A Car extends Vehicle but might want move() to include specific details like “driving on roads”, while a Boat might override move() to mean “sailing on water”.


12.2.2 How to Override a Method

In Java, overriding is simple:

  • Write a method in the child class with the same signature as in the parent.

  • Add the @Override annotation — this is optional but highly recommended. It helps the compiler check that you really are overriding correctly.

Example:

java
public class Animal { void makeSound() { System.out.println("Some generic animal sound"); } } public class Dog extends Animal { @Override void makeSound() { System.out.println("Woof! Woof!"); } }

Key points:

  • Dog inherits makeSound() but overrides it to make it specific.

  • @Override helps you catch mistakes — if you accidentally change the method signature, the compiler will warn you.


Important:

  • The overriding method cannot reduce the visibility. For example, you can’t override a public method as protected.

  • You can increase visibility, but not reduce it.

  • The return type must be the same (or a subtype, which is called covariant return).
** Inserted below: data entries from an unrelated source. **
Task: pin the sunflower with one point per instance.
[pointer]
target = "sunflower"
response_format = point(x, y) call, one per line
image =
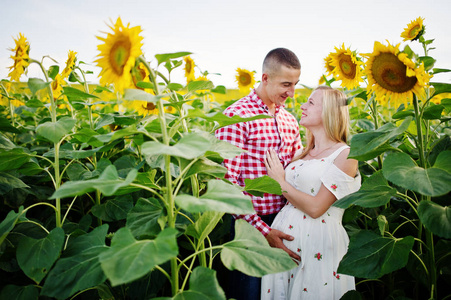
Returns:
point(392, 76)
point(189, 68)
point(139, 73)
point(118, 54)
point(347, 67)
point(20, 57)
point(245, 79)
point(414, 30)
point(57, 87)
point(327, 64)
point(70, 64)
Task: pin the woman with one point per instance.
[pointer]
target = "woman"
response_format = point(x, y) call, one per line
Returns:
point(312, 182)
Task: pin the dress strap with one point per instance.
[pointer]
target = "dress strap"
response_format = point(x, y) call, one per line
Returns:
point(337, 152)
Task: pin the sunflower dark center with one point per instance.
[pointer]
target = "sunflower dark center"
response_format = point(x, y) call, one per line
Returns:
point(347, 66)
point(120, 52)
point(390, 73)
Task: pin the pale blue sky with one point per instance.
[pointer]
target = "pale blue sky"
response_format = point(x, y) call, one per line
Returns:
point(223, 35)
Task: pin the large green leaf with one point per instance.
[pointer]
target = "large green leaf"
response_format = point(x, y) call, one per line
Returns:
point(146, 219)
point(400, 169)
point(369, 144)
point(108, 183)
point(436, 218)
point(129, 259)
point(76, 94)
point(54, 131)
point(189, 147)
point(15, 292)
point(79, 268)
point(220, 196)
point(374, 192)
point(36, 84)
point(9, 182)
point(8, 223)
point(371, 255)
point(261, 185)
point(13, 159)
point(36, 256)
point(251, 254)
point(114, 209)
point(204, 225)
point(222, 119)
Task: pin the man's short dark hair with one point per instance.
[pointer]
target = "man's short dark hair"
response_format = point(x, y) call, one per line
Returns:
point(278, 57)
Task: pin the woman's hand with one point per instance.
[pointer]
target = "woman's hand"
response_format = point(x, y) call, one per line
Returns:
point(274, 167)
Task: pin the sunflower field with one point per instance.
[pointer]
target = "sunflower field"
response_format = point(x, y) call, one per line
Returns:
point(116, 190)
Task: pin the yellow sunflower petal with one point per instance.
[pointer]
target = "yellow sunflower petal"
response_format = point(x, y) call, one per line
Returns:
point(189, 69)
point(118, 53)
point(245, 79)
point(346, 67)
point(413, 30)
point(20, 57)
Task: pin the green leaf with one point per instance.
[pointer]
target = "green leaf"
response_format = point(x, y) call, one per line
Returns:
point(204, 282)
point(440, 88)
point(433, 112)
point(79, 268)
point(400, 169)
point(221, 197)
point(135, 94)
point(222, 119)
point(107, 183)
point(13, 159)
point(190, 146)
point(76, 94)
point(8, 223)
point(261, 185)
point(206, 166)
point(251, 254)
point(129, 259)
point(6, 126)
point(9, 182)
point(435, 218)
point(36, 257)
point(114, 209)
point(54, 131)
point(168, 56)
point(369, 144)
point(200, 85)
point(36, 84)
point(143, 219)
point(204, 225)
point(15, 292)
point(372, 256)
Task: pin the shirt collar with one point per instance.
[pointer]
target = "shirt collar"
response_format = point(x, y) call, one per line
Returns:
point(253, 95)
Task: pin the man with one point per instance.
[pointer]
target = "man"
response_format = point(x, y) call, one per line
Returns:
point(281, 71)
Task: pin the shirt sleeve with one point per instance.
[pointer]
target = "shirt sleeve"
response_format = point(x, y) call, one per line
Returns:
point(339, 183)
point(236, 134)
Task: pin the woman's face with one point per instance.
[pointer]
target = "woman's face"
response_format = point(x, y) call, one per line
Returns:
point(312, 110)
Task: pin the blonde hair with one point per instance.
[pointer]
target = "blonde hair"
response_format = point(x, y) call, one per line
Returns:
point(335, 116)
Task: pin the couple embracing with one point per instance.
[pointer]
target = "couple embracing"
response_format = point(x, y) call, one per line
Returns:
point(302, 221)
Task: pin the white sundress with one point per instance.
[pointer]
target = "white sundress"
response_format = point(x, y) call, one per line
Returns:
point(321, 243)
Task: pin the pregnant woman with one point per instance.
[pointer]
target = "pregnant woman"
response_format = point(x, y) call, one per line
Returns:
point(311, 183)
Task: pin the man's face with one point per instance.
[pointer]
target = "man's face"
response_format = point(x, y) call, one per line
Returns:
point(281, 84)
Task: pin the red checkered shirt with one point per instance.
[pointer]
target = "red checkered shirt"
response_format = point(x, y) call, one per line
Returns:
point(256, 137)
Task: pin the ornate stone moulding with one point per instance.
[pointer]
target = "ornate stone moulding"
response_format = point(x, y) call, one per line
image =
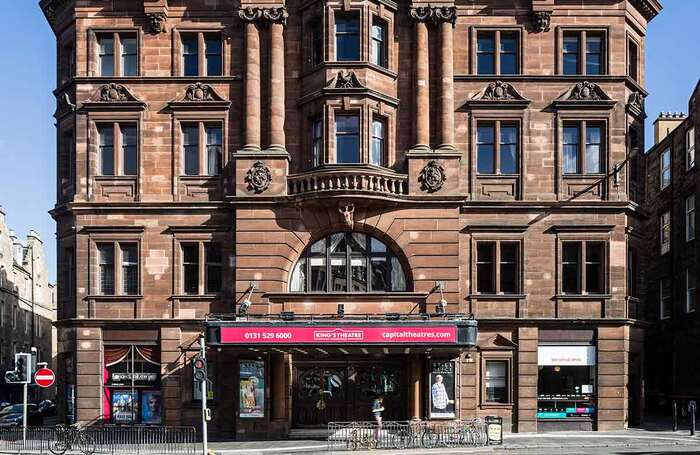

12.2.3 Mini Lab: Overriding in Action

Let’s combine inheritance and overriding in a simple program.

java
public class Animal { void makeSound() { System.out.println("Some generic animal sound"); } } public class Dog extends Animal { @Override void makeSound() { System.out.println("Woof! Woof!"); } public static void main(String[] args) { Animal a = new Animal(); Dog d = new Dog(); a.makeSound(); // Parent version d.makeSound(); // Overridden version } }

What happens here?

  • a is an Animal, so makeSound() prints: Some generic animal sound

  • d is a Dog, so makeSound() prints: Woof! Woof!


Why is this powerful?
This lets you write general code that works with the parent class, but specific behavior will run for each child class.

Example:

java
Animal myAnimal = new Dog(); myAnimal.makeSound(); // Runs Dog’s version!

This is the core idea behind polymorphism — you can treat all animals the same way (Animal type) but get different results at runtime depending on the actual object.